Abstract Background Previous studies have demonstrated that immunomodulation with granulocyte–macrophage colony-stimulating factor (GM-CSF) reduces the mortality rate in an experimental model of sepsis, decreases levels of tumour necrosis factor in the serum and in the liver, and enhances neutrophil activity. It was also demonstrated recently that immunoprophylaxis with interleukin (IL) 2 can reduce the mortality rate in rats that have undergone caecal ligature and puncture (CLP). In fact, IL-2 is the major activator of the specific immune response (B and T lymphocytes). The aim of this study was to investigate whether IL-2 and GM-CSF together might further decrease the mortality rate in an experimental model of peritonitis in rats, which resembles the clinical situation of bowel perforation and mixed bacterial peritonitis. Methods Peritonitis was induced by CLP in four groups of Sprague–Dawley male rats (250 g). Each group included 30 rats. Group 1 underwent CLP and postoperative antibiotic therapy with tobramycin and clindamycin (12·5 μg g−1 day−1 and 4 mg g−1 day−1 respectively for 72 h after operation). Group 2 underwent preoperative intraperitoneal IL-2 injection (1.000.000 units), then CLP and postoperative antibiotic therapy with the same regimen. Group 3 underwent CLP and intraperitoneal GM-CSF injection (l ng g−1 day−1 for 48 h after operation). Group 4 received IL-2, CLP and GM-CSF with the same regimen and antibiotic therapy.

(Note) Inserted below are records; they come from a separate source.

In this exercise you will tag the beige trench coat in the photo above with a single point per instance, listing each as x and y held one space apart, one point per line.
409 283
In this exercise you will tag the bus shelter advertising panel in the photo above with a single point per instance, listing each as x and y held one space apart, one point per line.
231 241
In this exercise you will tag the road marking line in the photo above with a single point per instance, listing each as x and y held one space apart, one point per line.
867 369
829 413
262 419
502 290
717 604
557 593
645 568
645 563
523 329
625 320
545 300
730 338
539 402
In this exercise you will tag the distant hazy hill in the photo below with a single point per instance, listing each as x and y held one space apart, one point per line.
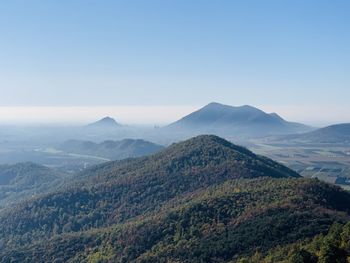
24 180
235 121
339 133
201 200
114 150
105 123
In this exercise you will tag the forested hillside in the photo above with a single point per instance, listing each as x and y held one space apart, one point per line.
201 200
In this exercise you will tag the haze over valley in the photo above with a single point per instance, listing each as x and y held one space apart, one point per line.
174 131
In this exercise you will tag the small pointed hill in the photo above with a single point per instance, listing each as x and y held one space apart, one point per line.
244 121
200 200
104 123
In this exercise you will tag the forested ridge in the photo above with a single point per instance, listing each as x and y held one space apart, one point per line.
201 200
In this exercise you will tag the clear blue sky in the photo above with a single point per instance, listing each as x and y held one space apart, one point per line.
175 52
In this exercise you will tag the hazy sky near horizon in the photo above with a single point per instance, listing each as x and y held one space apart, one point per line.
289 56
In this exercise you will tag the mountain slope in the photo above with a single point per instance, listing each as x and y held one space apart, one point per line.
24 180
217 224
201 200
338 133
117 191
228 120
114 150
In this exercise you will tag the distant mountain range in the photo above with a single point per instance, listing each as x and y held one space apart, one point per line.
113 150
200 200
225 120
104 123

Deaths were recorded within 72 h after CLP. Results After CLP group 1 (antibiotics) had a mortality rate of 70 per cent; group 4 (IL-2, GM-CSF, antibiotics) had a mortality rate of only 3 per cent which was significantly lower than in that in group 2 (IL-2 and antibiotics) and group 3 (GM-CSF and antibiotics), 33 and 25 per cent respectively (P < 0·0001). Conclusion Only one of 30 rats that had CLP and were treated with IL-2, GM-CSF and antibiotics died. Immunomodulation offers a new option in the treatment of sepsis related to peritonitis; in this experimental model treatment with IL-2 and GM-CSF enhanced host resistance to sepsis and decreased the mortality rate.